Before you choose to use AJAX on any MPage of your application, you should consider these facts:

  • The page will be unusable on devices without a working internet connection.
  • The page will be unusable if the server hosting your web application is unreachable, be it because the server itself is down, a DNS issue, etc.
  • The page will freeze, with a loading message box, while it retrieves each new status from the server. Depending on your user’s internet connection, that can make the application feel slow or unresponsive.

Hence, you should only use AJAX on an MPage whose functionality completely depends on PHP code. If PHP code is only used for certain features of minor relevance, you can develop a common mobile application, with JavaScript and its libraries, then develop a server-side PHP application, and whenever your mobile application has access to the internet (which you can check with MConnection), use common AJAX calls to make those features work. That way, if your mobile application has no access to the internet, you can just disable those features.

Requirements

In order to use AJAX with mobile application, you will need a web server you can deploy to.

Usage

To use AJAX on an MPage:

  1. Set MPage’s UseAjax property to true.
  2. Point MPage’s UseAjaxUri property to the URL of the twin page on the web server where you will deploy the server-side version of your application. For example: http://example.com/unit6.php.

That will enable PHP events on the target MPage.

Note: You don’t need to print the return value of ajaxCall() on JavaScript events like for web applications, just use standard PHP events.

Testing

Run on a Web Browser

When testing a mobile application with MPage containers using AJAX, you should empty their UseAjaxUri property. When empty, UseAjaxUri points to your local web server, that way your mobile and web twin applications will be the same.

If UseAjaxUri is already pointing to the location where the web twin will be hosted, whenever you run your application on a web browser to test it, your mobile twin running in your web browser will try to synchronize with whatever UseAjaxUri is pointing to, probably a previous version of your web application, or maybe an empty location. Anyway, it will probably cause your MPage containers using AJAX to misbehave.

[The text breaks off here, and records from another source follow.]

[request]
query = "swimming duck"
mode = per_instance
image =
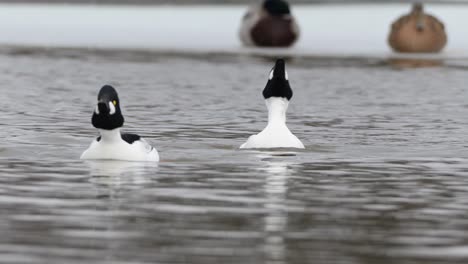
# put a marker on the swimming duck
(417, 32)
(112, 144)
(277, 94)
(269, 25)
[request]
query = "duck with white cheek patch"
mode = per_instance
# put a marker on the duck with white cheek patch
(111, 144)
(277, 94)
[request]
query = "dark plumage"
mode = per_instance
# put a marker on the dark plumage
(278, 85)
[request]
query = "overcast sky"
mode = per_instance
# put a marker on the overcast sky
(220, 1)
(225, 1)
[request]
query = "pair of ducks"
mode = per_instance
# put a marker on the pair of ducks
(272, 25)
(114, 145)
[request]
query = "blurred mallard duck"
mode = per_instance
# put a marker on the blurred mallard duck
(417, 32)
(269, 25)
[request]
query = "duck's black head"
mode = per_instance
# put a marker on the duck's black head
(276, 7)
(278, 83)
(107, 114)
(417, 7)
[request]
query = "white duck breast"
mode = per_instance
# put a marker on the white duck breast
(277, 94)
(276, 134)
(111, 146)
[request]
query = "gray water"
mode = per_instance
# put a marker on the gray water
(384, 178)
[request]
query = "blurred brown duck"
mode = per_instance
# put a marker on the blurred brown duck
(269, 25)
(417, 32)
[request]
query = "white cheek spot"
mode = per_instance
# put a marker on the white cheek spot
(112, 108)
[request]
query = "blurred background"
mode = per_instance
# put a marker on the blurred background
(383, 178)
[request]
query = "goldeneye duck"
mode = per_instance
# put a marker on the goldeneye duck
(277, 94)
(112, 144)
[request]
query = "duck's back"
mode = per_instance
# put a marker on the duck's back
(272, 31)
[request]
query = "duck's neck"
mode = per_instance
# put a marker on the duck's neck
(110, 135)
(277, 107)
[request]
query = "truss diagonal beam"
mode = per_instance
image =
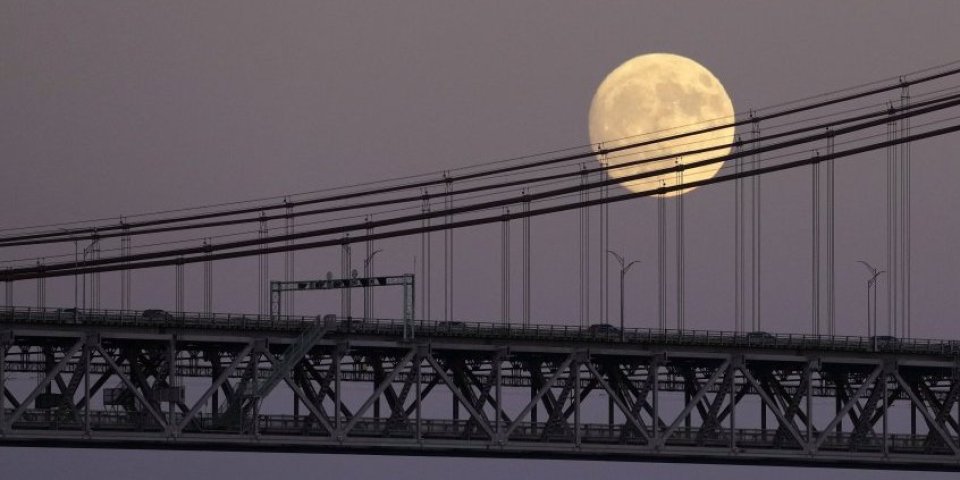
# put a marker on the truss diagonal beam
(133, 388)
(46, 381)
(846, 407)
(694, 401)
(947, 439)
(618, 401)
(224, 375)
(548, 384)
(400, 365)
(775, 408)
(480, 419)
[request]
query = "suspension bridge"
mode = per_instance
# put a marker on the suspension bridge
(426, 383)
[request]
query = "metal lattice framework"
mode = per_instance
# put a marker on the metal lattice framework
(119, 380)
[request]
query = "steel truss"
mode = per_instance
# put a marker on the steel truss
(329, 386)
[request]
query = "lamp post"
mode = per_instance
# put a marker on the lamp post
(624, 268)
(367, 297)
(86, 251)
(872, 286)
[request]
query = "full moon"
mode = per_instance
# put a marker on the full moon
(654, 96)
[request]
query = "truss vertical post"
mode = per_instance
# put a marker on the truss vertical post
(125, 275)
(655, 378)
(338, 354)
(575, 376)
(498, 378)
(207, 279)
(346, 303)
(418, 360)
(86, 385)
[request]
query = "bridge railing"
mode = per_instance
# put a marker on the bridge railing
(487, 330)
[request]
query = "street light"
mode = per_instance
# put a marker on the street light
(872, 285)
(87, 251)
(367, 294)
(624, 268)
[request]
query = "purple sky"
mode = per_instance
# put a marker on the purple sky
(113, 108)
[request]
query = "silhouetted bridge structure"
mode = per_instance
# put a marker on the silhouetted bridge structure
(247, 382)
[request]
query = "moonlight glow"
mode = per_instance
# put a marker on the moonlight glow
(654, 96)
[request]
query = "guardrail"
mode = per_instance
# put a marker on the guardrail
(480, 330)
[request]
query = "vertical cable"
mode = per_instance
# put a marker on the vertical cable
(738, 235)
(8, 293)
(448, 252)
(178, 286)
(527, 294)
(263, 268)
(680, 249)
(830, 242)
(815, 247)
(425, 262)
(41, 287)
(604, 248)
(892, 248)
(95, 281)
(125, 275)
(346, 302)
(208, 279)
(905, 222)
(368, 271)
(662, 259)
(289, 259)
(505, 268)
(756, 241)
(584, 250)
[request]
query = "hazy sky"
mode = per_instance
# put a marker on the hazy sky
(113, 108)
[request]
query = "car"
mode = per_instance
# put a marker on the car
(760, 337)
(881, 341)
(451, 326)
(603, 329)
(156, 314)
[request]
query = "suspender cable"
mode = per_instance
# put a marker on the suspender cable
(604, 248)
(505, 268)
(830, 242)
(448, 253)
(815, 210)
(263, 269)
(893, 257)
(289, 260)
(739, 268)
(158, 259)
(178, 287)
(346, 302)
(527, 294)
(680, 252)
(208, 284)
(906, 212)
(755, 237)
(425, 253)
(662, 260)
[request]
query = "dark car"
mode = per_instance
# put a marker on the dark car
(885, 341)
(156, 314)
(451, 326)
(760, 337)
(603, 329)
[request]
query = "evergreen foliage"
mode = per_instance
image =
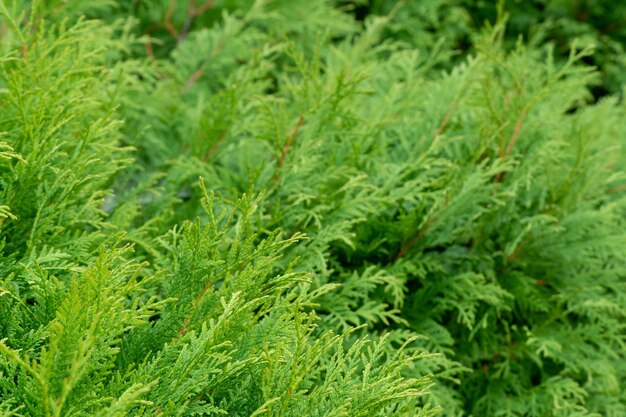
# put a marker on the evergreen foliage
(273, 208)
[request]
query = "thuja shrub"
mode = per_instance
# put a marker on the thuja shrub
(269, 208)
(563, 23)
(102, 317)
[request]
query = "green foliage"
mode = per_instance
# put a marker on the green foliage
(265, 207)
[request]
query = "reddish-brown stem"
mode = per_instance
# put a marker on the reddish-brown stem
(288, 145)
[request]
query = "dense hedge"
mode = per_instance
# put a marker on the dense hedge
(312, 208)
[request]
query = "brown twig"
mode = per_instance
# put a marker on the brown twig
(192, 12)
(288, 145)
(516, 131)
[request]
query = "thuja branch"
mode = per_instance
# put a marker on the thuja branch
(288, 144)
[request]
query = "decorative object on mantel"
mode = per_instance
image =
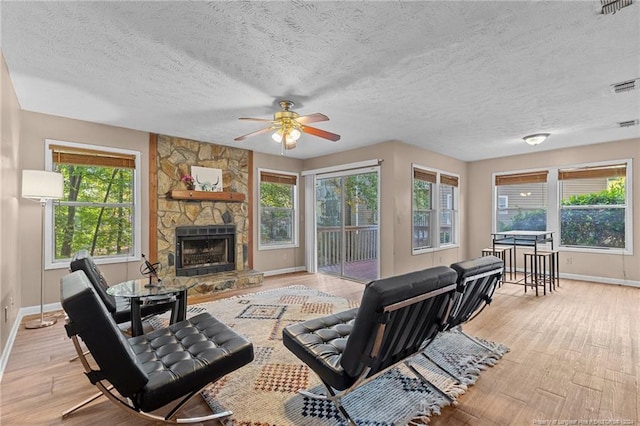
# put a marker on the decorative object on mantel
(189, 182)
(181, 194)
(207, 179)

It is once you are about to deploy your application that you have to set the final values of those UseAjaxUri properties.

Deployment

On mobile applications, when you use AJAX, you will have to deploy two twin applications:

Those two applications will then work in synchronization whenever your users perform an action requiring PHP code:

  1. Your mobile application will send its state to its web twin on your web server. Each mobile page’s UseAjaxUri property must point to the URL of its twin page in the server.
  2. Your web application will retrieve the data, perform any needed operation, and send back a new state to your mobile application.
  3. Your mobile application will retrieve and render that new state.

Mobile Application

You can generate your mobile application with the Wizard for PhoneGap, the steps will depend on the platform you target: Android, iOS or BlackBerry. You can deploy your mobile application to as many supported platforms as you like, though.

Web Application

You can deploy your web application and place it on the web server pointed by the UseAjaxUri property.

Note: Do not forget to set UseAjaxUri to the right value if you changed it for testing purposes.